The beleaguered commodity has recovered 25 percent since hitting a ten-year low of $46.70 per metric ton earlier this month; a 20 percent gain from recent lows is typically considered in bull market territory.
Spot prices traded just below $60 a ton on Tuesday, extending a two-and-a-half week run and pushed Australia's benchmark stock index to seven-year highs on Monday.
"Let's not get too carried away. Iron ore is still down 60 percent over the course of 12 months and the supply-demand response has not changed," warned Gaurav Sodhi, resources analyst at Intelligent Investor. This [rally] is a short-term bump; it's not suggestive of a change of trend."
Capital Economics agrees: "The bigger picture is that the market remains massively oversupplied. As such, we expect prices to fall back once market dislocations ease," senior commodities economist Caroline Bain said in a note.
Increased Chinese demand for the key steelmaking ingredient is fuelling current price gains. The China Iron and Steel Association (CISA) reported on Friday that output rose 5.1 percent in the first ten days of April compared with the previous ten days.
An additional boost came from BHP Billiton's recent announcement to delay plans to expand its Port Hedland facilities, signaling reduced output. April's reserve requirement ratio cut from the People's Bank of China also lifted sentiment on expectations the stimulus will translate to more infrastructure spending.
A supply glut from top producers saw iron ore halve in value last year and Sodhi says the market remains plagued by oversupply, with 300 million additional metric tons due to come online over the next two years.

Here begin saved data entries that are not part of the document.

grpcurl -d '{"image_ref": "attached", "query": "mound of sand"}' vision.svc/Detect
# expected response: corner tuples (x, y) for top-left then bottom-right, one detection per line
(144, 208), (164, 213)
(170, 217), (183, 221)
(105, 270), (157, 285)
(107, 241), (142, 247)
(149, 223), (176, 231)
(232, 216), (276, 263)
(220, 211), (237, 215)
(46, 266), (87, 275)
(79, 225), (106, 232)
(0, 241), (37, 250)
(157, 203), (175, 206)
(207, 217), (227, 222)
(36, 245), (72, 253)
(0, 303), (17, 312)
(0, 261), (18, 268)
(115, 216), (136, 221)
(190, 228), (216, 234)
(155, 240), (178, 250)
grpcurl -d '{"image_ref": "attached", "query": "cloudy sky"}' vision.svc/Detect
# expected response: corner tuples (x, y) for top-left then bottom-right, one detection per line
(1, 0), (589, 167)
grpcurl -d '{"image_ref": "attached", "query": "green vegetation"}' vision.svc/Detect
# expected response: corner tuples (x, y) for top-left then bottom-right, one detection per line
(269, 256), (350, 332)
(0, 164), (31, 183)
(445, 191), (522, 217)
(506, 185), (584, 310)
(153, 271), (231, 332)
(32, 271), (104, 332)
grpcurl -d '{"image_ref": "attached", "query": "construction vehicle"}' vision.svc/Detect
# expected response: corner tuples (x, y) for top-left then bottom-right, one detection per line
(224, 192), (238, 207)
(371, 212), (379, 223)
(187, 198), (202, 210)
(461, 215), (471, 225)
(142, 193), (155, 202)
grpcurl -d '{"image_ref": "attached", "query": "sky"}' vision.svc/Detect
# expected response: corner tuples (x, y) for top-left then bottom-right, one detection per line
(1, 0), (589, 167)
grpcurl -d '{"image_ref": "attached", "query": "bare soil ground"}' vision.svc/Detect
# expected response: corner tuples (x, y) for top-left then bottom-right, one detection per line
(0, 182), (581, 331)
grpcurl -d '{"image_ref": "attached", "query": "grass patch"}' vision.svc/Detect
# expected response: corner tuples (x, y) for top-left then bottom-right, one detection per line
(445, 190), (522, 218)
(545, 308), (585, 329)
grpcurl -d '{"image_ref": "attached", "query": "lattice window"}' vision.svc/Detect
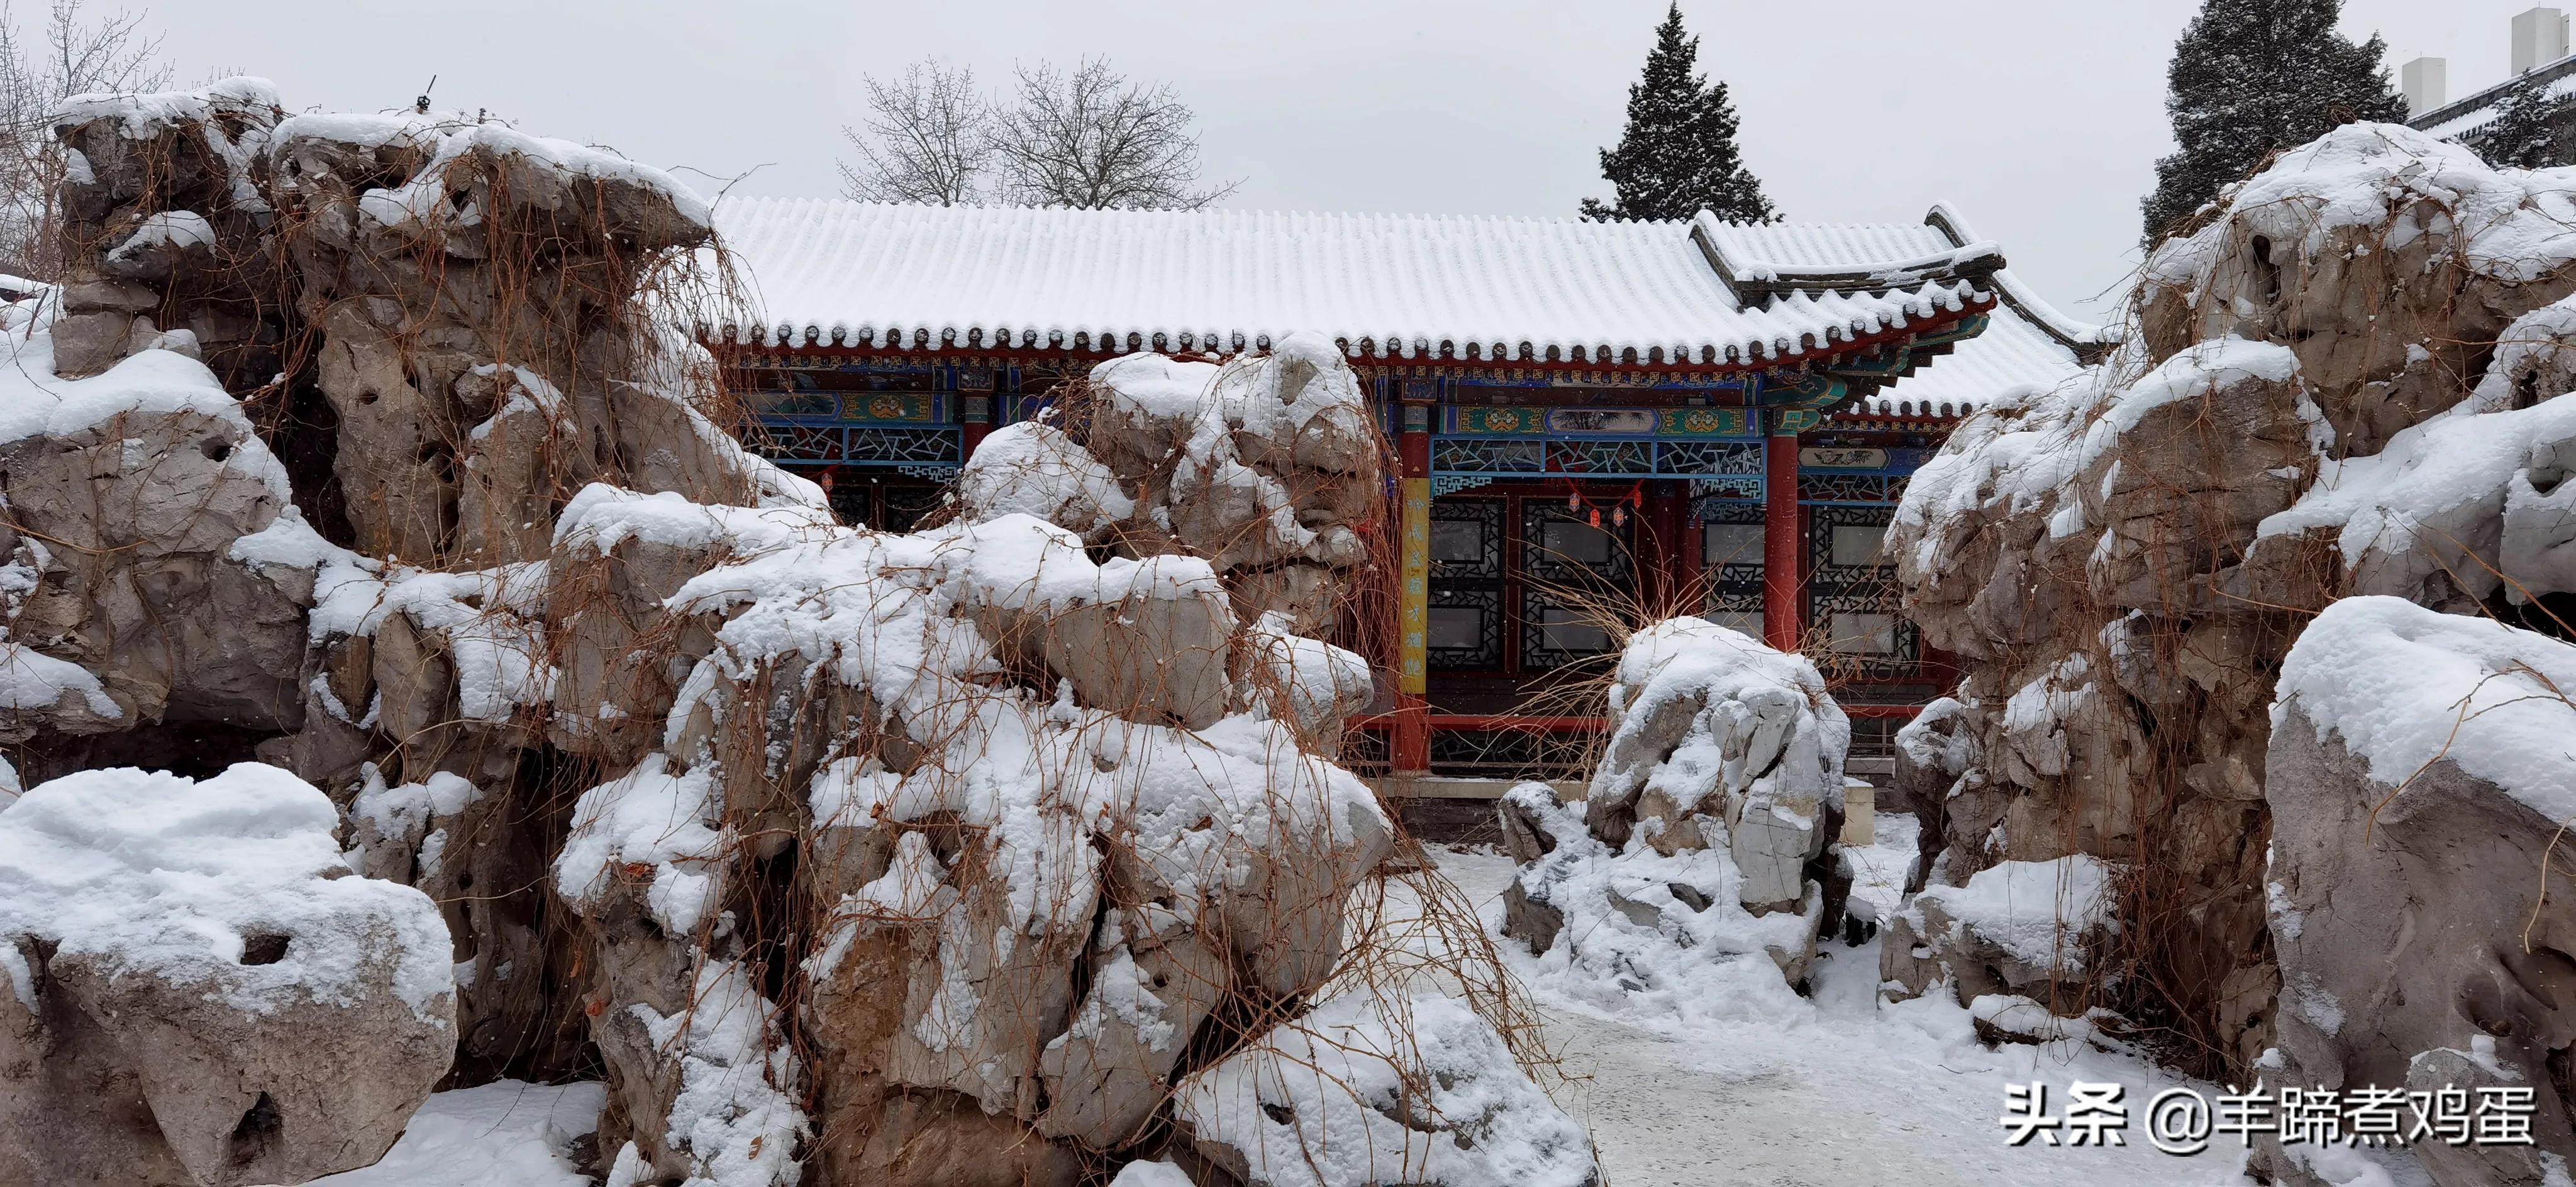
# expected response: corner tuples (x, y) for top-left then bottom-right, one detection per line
(1699, 500), (1765, 634)
(1519, 502), (1632, 586)
(846, 427), (962, 465)
(1543, 439), (1654, 475)
(1430, 499), (1504, 582)
(1431, 438), (1545, 473)
(1519, 501), (1629, 671)
(1807, 504), (1916, 678)
(1521, 588), (1618, 671)
(881, 484), (947, 532)
(1427, 588), (1505, 670)
(758, 425), (843, 461)
(1797, 472), (1911, 504)
(1428, 499), (1506, 670)
(1660, 441), (1764, 477)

"Iron ore has seen no fundamental change to supply – in fact quite the opposite having seen quarterly reports from Rio Tinto and BHP Billiton last week," echoed Evan Lucas, market strategist at IG. Both miners are on track to deliver record production numbers, with BHP lifting guidance by 2 percent.
The world's big four miners (Vale, Rio Tinto, BHP Billiton, Fortescue Metals) all remain committed to increasing low-cost output, with their total combined production increasing 15 percent on year in the first quarter, Bain added. Keeping that in mind, she expects total surplus to rise 10 percent this year.
Iron ore is the raw material used in steel, and with output from world's top producer China remaining on the downtrend, iron ore prices will remain under pressure.
The rebound in Chinese steel output in April came from an unusually low base, noted Capital Economics. Production from January to March dropped 1.7 percent on year, marking it the worst first quarter in a decade.
The World Steel Association expects Chinese steel demand to shrink 0.5 percent to 707 million metric tons this year and fall to 703.7 million tons in 2016.
For now, China has yet to prove it is back in the game, IG's Lucas said. "If iron ore can sustain these prices for a month, then we will know China is absorbing the supply glut. But, be aware the price trend hasn't been broken and a snap back is likely."